Il 26 gennaio del 1974, in una piccola sala prove dell’East Village i ballerini Michon Paecock e Tony Stevens hanno chiamato un gruppo di loro colleghi e quel variegato gruppo di “zingari” si sono messi a raccontare come hanno cominciato a danzare e cosa il balletto rappresentava per loro. Quei laboratori sono continuati, il regista e coreografo Micheal Bennett ha cominciato a frequentarli, prima per semplice curiosità, e, man mano che quelle storie crescevano, si è reso conto che poteva nascere qualcosa. Dopo di lui si sono aggiunti James Kirkwood Jr. e Nicholas Dante. In poco tempo, da tutti quei racconti, da quelle confessioni notturne, è nato lo spettacolo, con le canzoni scritte da Marvin Hamlisch per le musiche e Edward Kleban per le parole. Otto di quei ballerini, tra cui Sammy, hanno fatto parte del cast, prima al Public Theatre nel circuito off-Braodway e poi allo Shubert. E allora proprio nessuno avrebbe immaginato che la corsa di quello spettacolo sarebbe durata per più di seimila repliche.
L’esperienza di Sammy è diventata la storia di uno dei personaggi, Mike - anche se non quello interpretato da lui - nella canzone I Can Do That. Mentre la storia di Paul, il giovane ballerino di origini portoricane che vive in maniera drammatica la propria omosessualità, è la storia dello stesso Dante. E nel corso dei seminari tante ballerine hanno raccontato una storia come quella che Sheila, insieme a Babe e Maggie, racconta in At the Ballet. Il complicato rapporto d’amore tra il tirannico coreografo Zach e Cassie, la ballerina solista che pur di poter continuare a danzare, è disposta a fare le audizioni per la fila, nonostante le riserve dell’uomo che la considera troppo brava, racconta la contrastata vicenda sentimentale di Bennett e dell’attrice e ballerina Donna McKechnie - che ottiene il Tony per il ruolo di Cassie: The Music and the Mirror è uno dei capolavori della storia del musical.
La forza di A Chorus Line, al di là della bellezza delle canzoni e dell’energia dei balletti, è soprattutto in questa verità, nello strappare il sipario e nel raccontare quello a cui di solito noi spettatori non assistiamo.
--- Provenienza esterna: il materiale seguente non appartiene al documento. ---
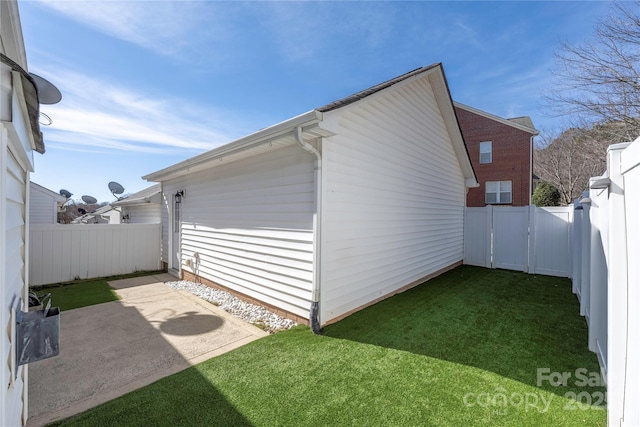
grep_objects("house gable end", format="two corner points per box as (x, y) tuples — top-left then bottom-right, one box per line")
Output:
(319, 64), (477, 188)
(318, 68), (474, 324)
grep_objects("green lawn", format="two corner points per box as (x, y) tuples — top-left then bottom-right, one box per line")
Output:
(33, 280), (120, 311)
(31, 270), (165, 311)
(49, 266), (606, 426)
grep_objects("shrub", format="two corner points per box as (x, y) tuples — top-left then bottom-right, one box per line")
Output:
(532, 181), (562, 206)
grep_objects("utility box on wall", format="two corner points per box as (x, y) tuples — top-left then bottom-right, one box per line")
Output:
(16, 306), (60, 366)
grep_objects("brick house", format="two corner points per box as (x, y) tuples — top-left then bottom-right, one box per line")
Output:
(454, 102), (539, 207)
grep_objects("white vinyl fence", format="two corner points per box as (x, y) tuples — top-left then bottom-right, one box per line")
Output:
(464, 205), (573, 277)
(29, 223), (161, 286)
(572, 140), (640, 427)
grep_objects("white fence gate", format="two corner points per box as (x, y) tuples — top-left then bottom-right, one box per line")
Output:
(464, 205), (573, 277)
(493, 206), (529, 271)
(29, 223), (161, 286)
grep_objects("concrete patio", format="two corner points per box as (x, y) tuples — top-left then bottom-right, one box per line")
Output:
(27, 273), (267, 426)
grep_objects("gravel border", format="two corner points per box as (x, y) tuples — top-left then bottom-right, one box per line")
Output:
(164, 280), (298, 333)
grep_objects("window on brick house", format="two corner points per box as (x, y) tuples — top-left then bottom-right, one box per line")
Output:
(486, 181), (512, 204)
(479, 141), (492, 163)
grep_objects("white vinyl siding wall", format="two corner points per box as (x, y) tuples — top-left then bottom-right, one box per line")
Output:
(125, 203), (161, 224)
(29, 184), (60, 224)
(320, 77), (466, 323)
(167, 145), (315, 318)
(1, 130), (28, 427)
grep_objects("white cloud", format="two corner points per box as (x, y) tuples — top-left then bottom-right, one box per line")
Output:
(35, 1), (398, 67)
(35, 67), (245, 154)
(452, 19), (486, 51)
(33, 0), (220, 58)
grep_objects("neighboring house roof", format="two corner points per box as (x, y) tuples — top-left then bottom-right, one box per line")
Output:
(112, 184), (161, 207)
(71, 204), (119, 223)
(454, 102), (539, 136)
(144, 63), (478, 187)
(508, 116), (536, 130)
(30, 181), (66, 203)
(93, 204), (116, 215)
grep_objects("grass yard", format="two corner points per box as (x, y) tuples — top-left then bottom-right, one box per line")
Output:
(49, 266), (606, 426)
(31, 270), (165, 311)
(33, 280), (120, 311)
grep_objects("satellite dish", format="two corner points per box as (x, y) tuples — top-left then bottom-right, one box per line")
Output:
(108, 181), (125, 199)
(81, 195), (97, 204)
(78, 208), (87, 215)
(59, 189), (72, 199)
(29, 73), (62, 105)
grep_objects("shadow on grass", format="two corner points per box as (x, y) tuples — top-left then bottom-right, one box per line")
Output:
(323, 265), (605, 401)
(31, 289), (252, 426)
(47, 367), (253, 427)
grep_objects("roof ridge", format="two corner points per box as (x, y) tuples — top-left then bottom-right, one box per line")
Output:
(317, 63), (441, 112)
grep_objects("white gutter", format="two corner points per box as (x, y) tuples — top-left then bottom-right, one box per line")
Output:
(112, 195), (156, 207)
(294, 126), (323, 334)
(529, 135), (534, 205)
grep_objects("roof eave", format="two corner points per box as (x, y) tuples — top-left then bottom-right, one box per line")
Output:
(113, 196), (156, 207)
(143, 110), (323, 182)
(30, 181), (66, 201)
(429, 67), (478, 187)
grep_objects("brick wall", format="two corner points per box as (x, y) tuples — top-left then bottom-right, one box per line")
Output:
(455, 106), (534, 207)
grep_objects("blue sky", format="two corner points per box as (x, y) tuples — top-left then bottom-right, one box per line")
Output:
(21, 1), (610, 203)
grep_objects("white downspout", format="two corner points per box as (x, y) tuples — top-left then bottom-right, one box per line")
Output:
(529, 135), (534, 205)
(294, 126), (322, 334)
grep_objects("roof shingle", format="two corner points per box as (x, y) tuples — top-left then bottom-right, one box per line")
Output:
(317, 63), (441, 112)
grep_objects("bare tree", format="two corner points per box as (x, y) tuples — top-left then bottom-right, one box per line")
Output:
(547, 1), (640, 139)
(57, 200), (106, 223)
(534, 123), (617, 205)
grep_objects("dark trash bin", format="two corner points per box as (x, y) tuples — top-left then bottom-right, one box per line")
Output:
(16, 306), (60, 366)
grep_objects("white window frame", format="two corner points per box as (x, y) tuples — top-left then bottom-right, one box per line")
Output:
(479, 141), (492, 164)
(485, 180), (512, 204)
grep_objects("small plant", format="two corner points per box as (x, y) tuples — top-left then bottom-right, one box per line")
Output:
(532, 181), (562, 206)
(251, 320), (269, 332)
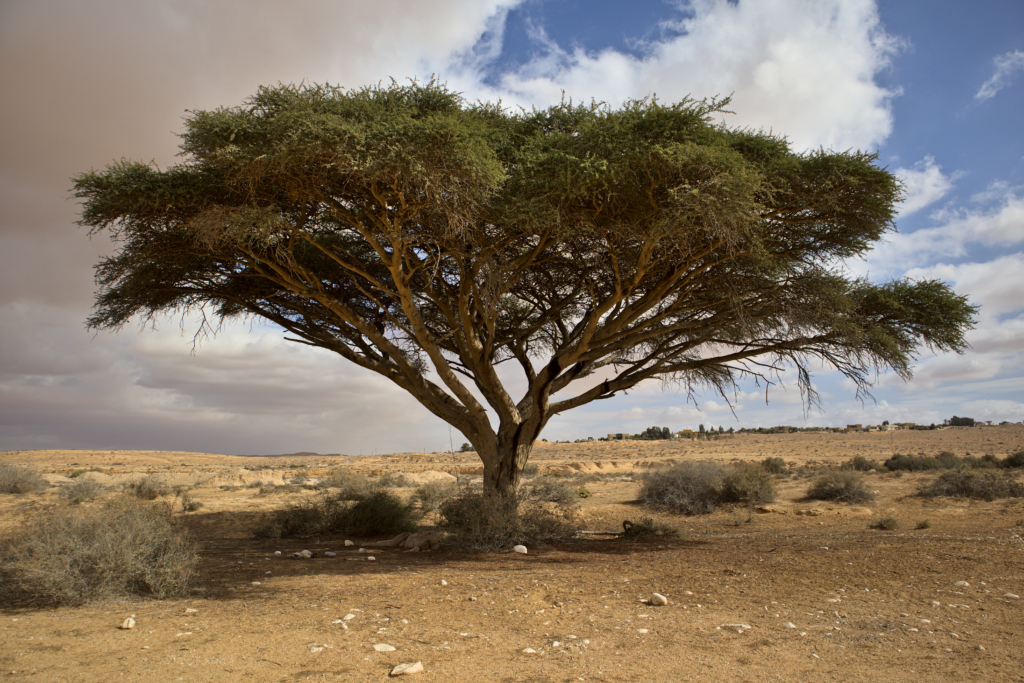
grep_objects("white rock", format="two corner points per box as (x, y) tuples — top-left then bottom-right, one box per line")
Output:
(185, 608), (198, 613)
(522, 648), (536, 654)
(899, 612), (909, 617)
(439, 580), (448, 586)
(975, 644), (986, 651)
(373, 643), (397, 652)
(955, 581), (970, 587)
(367, 556), (376, 561)
(343, 613), (356, 621)
(651, 593), (669, 606)
(513, 545), (528, 554)
(324, 551), (337, 558)
(120, 617), (135, 630)
(637, 629), (648, 634)
(783, 622), (796, 629)
(930, 601), (941, 607)
(552, 641), (561, 647)
(265, 570), (272, 575)
(344, 540), (355, 547)
(390, 661), (424, 676)
(309, 646), (324, 653)
(274, 550), (282, 556)
(358, 548), (367, 553)
(1004, 593), (1020, 599)
(251, 581), (261, 585)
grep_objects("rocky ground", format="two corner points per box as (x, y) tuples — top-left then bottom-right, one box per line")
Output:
(1, 427), (1022, 682)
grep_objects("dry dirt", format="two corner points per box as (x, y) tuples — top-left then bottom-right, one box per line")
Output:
(2, 427), (1023, 682)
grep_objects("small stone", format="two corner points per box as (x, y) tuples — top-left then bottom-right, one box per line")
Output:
(324, 551), (337, 558)
(374, 643), (397, 652)
(637, 629), (648, 634)
(899, 612), (909, 617)
(367, 556), (376, 561)
(552, 640), (561, 646)
(724, 623), (752, 630)
(309, 646), (324, 653)
(359, 548), (367, 553)
(185, 608), (198, 613)
(930, 601), (941, 607)
(651, 593), (669, 606)
(954, 581), (969, 587)
(265, 570), (272, 575)
(522, 648), (537, 654)
(513, 545), (528, 554)
(1004, 593), (1020, 599)
(682, 591), (693, 596)
(783, 622), (796, 629)
(390, 661), (424, 676)
(582, 639), (590, 645)
(344, 540), (355, 547)
(975, 644), (986, 651)
(274, 550), (282, 556)
(343, 613), (356, 621)
(120, 618), (135, 630)
(908, 628), (918, 632)
(439, 580), (448, 586)
(251, 581), (261, 585)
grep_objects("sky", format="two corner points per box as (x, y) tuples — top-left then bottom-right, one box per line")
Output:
(1, 0), (1022, 456)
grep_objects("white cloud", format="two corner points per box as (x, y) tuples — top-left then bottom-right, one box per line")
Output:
(457, 0), (900, 152)
(905, 254), (1024, 318)
(976, 49), (1024, 101)
(894, 156), (956, 216)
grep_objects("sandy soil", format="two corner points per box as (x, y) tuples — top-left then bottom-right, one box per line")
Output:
(1, 426), (1023, 682)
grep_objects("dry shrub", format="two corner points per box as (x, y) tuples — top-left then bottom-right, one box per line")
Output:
(805, 469), (875, 503)
(0, 464), (48, 494)
(847, 455), (881, 471)
(252, 493), (347, 538)
(129, 476), (168, 500)
(328, 469), (381, 500)
(413, 480), (460, 513)
(527, 477), (579, 505)
(639, 462), (724, 515)
(343, 491), (418, 536)
(761, 457), (788, 474)
(1002, 451), (1024, 469)
(622, 517), (679, 539)
(438, 492), (579, 550)
(59, 480), (106, 504)
(1, 498), (198, 605)
(719, 463), (776, 505)
(870, 515), (900, 530)
(922, 470), (1024, 501)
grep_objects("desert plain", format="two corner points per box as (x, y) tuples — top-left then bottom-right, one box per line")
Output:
(1, 426), (1023, 682)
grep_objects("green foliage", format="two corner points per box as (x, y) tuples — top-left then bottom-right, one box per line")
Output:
(438, 492), (580, 550)
(1002, 451), (1024, 469)
(343, 491), (418, 536)
(0, 464), (48, 495)
(719, 463), (776, 505)
(847, 455), (881, 471)
(633, 426), (673, 441)
(921, 471), (1024, 500)
(327, 469), (381, 500)
(527, 477), (579, 505)
(252, 493), (349, 539)
(805, 469), (875, 503)
(2, 498), (198, 605)
(639, 462), (725, 515)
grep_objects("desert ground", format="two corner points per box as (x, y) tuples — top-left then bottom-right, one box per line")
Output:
(2, 426), (1023, 682)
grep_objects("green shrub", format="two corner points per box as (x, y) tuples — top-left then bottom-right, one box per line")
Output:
(577, 487), (593, 498)
(129, 476), (168, 500)
(438, 492), (579, 550)
(921, 470), (1024, 500)
(59, 480), (105, 504)
(915, 519), (931, 530)
(805, 469), (875, 503)
(639, 462), (725, 515)
(180, 495), (203, 512)
(870, 515), (900, 530)
(1, 498), (198, 605)
(0, 464), (48, 494)
(527, 477), (578, 505)
(343, 491), (418, 536)
(413, 480), (460, 513)
(884, 453), (944, 472)
(719, 463), (776, 505)
(622, 517), (679, 539)
(328, 469), (381, 500)
(761, 457), (788, 474)
(252, 493), (348, 538)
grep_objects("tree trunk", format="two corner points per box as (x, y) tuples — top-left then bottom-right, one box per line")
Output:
(479, 430), (535, 497)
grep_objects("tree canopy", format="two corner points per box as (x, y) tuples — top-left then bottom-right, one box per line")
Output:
(74, 81), (977, 494)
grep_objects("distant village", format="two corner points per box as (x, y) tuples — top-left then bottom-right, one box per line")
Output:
(538, 416), (1021, 445)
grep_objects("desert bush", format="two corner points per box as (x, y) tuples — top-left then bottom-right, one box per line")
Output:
(761, 457), (788, 474)
(180, 495), (203, 512)
(915, 519), (931, 529)
(256, 483), (301, 496)
(378, 471), (410, 488)
(413, 480), (460, 513)
(1002, 451), (1024, 469)
(921, 470), (1024, 501)
(0, 464), (48, 494)
(622, 517), (679, 539)
(252, 493), (348, 538)
(521, 463), (540, 477)
(870, 515), (900, 530)
(438, 492), (579, 550)
(328, 469), (381, 500)
(343, 491), (418, 536)
(640, 462), (725, 515)
(2, 498), (198, 605)
(961, 454), (1000, 469)
(805, 469), (875, 503)
(129, 476), (168, 500)
(719, 463), (776, 505)
(847, 455), (881, 471)
(527, 477), (579, 505)
(577, 487), (593, 498)
(59, 480), (105, 504)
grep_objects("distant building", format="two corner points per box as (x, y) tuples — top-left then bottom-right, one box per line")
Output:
(607, 433), (630, 440)
(845, 424), (863, 432)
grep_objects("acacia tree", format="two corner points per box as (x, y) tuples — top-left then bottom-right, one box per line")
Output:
(74, 82), (976, 495)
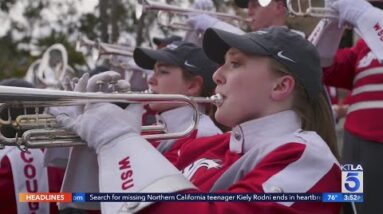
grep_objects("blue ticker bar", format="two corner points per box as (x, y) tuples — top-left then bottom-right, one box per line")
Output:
(322, 193), (364, 203)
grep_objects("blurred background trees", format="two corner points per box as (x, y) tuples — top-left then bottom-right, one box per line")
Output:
(0, 0), (236, 79)
(0, 0), (329, 80)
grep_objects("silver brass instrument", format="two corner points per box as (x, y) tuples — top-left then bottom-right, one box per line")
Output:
(136, 0), (250, 29)
(157, 11), (194, 31)
(24, 44), (76, 89)
(286, 0), (337, 18)
(76, 36), (134, 58)
(76, 36), (134, 71)
(258, 0), (337, 18)
(0, 86), (223, 149)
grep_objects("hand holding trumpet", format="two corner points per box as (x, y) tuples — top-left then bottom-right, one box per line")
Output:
(47, 71), (141, 153)
(47, 73), (90, 120)
(57, 102), (143, 154)
(47, 71), (131, 119)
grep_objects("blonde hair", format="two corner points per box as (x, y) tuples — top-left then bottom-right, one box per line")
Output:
(269, 58), (339, 159)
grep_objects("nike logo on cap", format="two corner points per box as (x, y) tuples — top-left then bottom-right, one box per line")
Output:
(255, 30), (268, 35)
(184, 60), (198, 69)
(277, 51), (295, 63)
(166, 43), (178, 50)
Noi vediamo la fila, le ballerine e i ballerini che, come nel famosissimo finale, vestiti tutti uguali nei loro luccicanti abiti dorati, sono praticamente indistinguibili l’uno dall’altra. Eppure ciascuno di loro - e lo abbiamo ben visto durante tutto lo spettacolo - è assolutamente One.

*****
Fortunatamente il bar si sta lentamente animando. Paul può smettere di rivolgersi a quell’unica cliente. Non ha mai saputo chi degli altri, dopo il suo incidente, è stato “chiamato”. Anche se ha sempre pensato che Sheila fosse una degli otto. Poi certo lo spettacolo non è stato fatto e quell’audizione non è servita a nulla, se non a distruggere la sua carriera.
Anche Sheila è felice di non dover parlare ancora con il barista. Ricorda che Zach, una volta che l’ambulanza aveva portato via Paul, aveva chiesto a tutti di pensare cosa avrebbero fatto quando non avessero più potuto ballare. Lei non è mai riuscita a trovare una risposta.